= Tabae =

Ancient Turkish city

Tabae or Tabai (Τάβαι) was a city in ancient Caria, although, according to Strabo it was located in a plain in Phrygia on the boundaries of Caria. The place is now Tavas, near Kale, Denizli in Turkey; some inscriptions and numerous ancient remains have been found.

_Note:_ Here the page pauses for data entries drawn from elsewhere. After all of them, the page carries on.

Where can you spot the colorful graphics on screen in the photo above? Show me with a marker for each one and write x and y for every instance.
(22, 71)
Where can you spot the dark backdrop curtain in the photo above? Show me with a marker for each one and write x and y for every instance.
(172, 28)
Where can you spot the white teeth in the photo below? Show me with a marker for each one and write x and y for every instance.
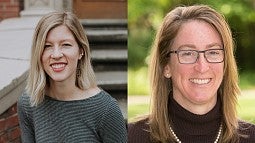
(200, 81)
(56, 66)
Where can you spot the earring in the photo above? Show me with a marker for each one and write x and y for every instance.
(81, 55)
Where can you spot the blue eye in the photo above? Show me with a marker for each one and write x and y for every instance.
(47, 46)
(213, 52)
(67, 45)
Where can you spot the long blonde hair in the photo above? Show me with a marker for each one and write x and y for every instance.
(37, 78)
(228, 91)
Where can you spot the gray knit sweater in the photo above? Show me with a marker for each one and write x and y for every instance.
(92, 120)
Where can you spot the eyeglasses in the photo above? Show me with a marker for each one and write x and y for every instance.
(191, 56)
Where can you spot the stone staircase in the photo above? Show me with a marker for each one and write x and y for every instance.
(108, 44)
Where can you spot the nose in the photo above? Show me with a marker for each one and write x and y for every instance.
(201, 65)
(56, 53)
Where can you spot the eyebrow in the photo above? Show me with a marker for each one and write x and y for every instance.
(193, 46)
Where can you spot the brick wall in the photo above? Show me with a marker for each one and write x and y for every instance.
(9, 126)
(10, 8)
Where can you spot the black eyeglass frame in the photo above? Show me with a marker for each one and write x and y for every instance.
(177, 52)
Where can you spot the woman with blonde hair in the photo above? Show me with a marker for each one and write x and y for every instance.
(194, 82)
(62, 102)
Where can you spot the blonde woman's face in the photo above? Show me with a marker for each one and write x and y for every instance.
(61, 54)
(195, 85)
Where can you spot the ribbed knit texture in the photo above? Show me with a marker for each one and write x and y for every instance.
(189, 127)
(92, 120)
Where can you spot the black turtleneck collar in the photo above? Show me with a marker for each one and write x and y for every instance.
(187, 123)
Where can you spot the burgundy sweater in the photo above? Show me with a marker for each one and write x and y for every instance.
(189, 127)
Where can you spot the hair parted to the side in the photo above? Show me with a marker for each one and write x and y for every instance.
(37, 78)
(159, 117)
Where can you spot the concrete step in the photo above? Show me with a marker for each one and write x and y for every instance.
(104, 23)
(107, 35)
(115, 80)
(113, 60)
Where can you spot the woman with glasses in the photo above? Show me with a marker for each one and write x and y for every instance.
(62, 102)
(194, 82)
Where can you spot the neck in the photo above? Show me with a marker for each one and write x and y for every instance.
(63, 91)
(196, 108)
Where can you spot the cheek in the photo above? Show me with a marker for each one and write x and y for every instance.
(44, 58)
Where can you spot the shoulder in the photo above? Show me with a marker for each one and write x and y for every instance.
(105, 98)
(247, 131)
(139, 131)
(24, 101)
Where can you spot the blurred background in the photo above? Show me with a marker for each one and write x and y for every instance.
(144, 18)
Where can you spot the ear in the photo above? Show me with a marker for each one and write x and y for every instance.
(81, 53)
(167, 71)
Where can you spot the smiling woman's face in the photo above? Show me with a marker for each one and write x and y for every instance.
(195, 84)
(61, 54)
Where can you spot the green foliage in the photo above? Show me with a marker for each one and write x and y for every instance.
(138, 81)
(246, 109)
(247, 80)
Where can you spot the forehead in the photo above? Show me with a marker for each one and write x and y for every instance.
(200, 34)
(60, 32)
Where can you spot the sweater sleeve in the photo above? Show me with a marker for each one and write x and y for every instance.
(112, 127)
(25, 119)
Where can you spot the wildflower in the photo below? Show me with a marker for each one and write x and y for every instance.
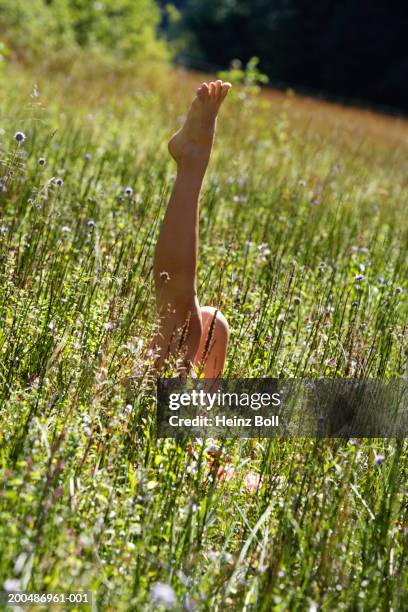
(19, 137)
(163, 594)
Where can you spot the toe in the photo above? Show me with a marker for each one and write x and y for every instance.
(204, 91)
(200, 93)
(225, 89)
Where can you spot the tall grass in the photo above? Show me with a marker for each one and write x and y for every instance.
(303, 247)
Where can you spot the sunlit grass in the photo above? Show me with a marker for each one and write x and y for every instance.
(304, 248)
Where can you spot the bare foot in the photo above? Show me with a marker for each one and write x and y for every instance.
(193, 142)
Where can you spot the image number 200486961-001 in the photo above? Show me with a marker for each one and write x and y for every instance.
(203, 305)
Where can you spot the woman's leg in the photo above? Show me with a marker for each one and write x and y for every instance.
(180, 317)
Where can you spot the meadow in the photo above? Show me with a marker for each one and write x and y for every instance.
(304, 239)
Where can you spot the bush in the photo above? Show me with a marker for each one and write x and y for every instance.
(126, 28)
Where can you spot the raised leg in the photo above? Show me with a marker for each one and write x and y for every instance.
(180, 317)
(212, 351)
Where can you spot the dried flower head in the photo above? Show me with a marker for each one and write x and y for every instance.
(19, 137)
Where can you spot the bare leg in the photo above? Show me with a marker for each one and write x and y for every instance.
(175, 262)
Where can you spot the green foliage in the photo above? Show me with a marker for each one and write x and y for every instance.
(31, 27)
(327, 46)
(126, 28)
(298, 201)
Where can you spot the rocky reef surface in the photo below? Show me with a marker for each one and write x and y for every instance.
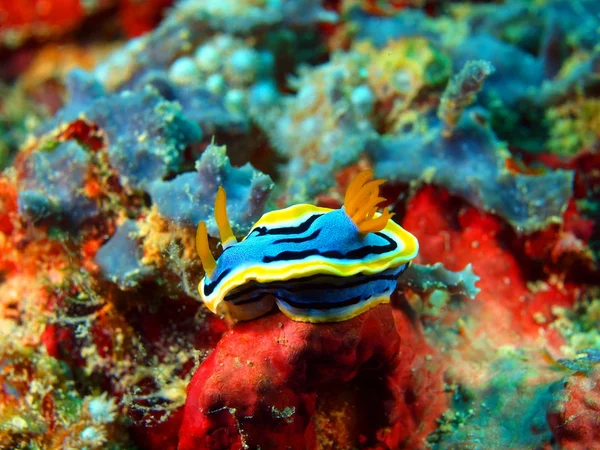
(119, 120)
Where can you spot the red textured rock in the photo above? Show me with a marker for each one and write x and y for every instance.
(574, 418)
(258, 386)
(139, 17)
(510, 305)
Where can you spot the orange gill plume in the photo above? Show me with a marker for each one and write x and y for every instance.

Stephanus Byzantius mentions two cities of this name, one in Lydia (which is conjectured to be Tabala), the other in Caria. Livy says that it was on the frontier of Pisidia towards the coast of the Gulf of Pamphylia. The town in question, however, some coins of which are extant, was one which claimed to have been founded by one Tabus. Others derive its name from tabi, which in Semitic languages means "good", and others from a native word taba, meaning "rock", which seems a probable derivation.

==History==

In 189 BC, the consul Gnaeus Manlius Vulso, having defeated the inhabitants who blocked his passage, exacted from Tabae a fine of 25 talents and 10,000 medimni of wheat.

==Bishopric==
Tabae was also the seat of a diocese, a suffragan of Stauropolis.

Three bishops of Tabae are known:

- Rufinus, present at the Council of Ephesus (431);
- Severus, at Constantinople (553);
- Basilius, at Nicæa (787).

The Notitiae Episcopatuum continue to mention the see among the suffragans of Stauropolis until the 13th century.

No longer a residential see, Tabae is included in the Catholic Church's list of titular sees.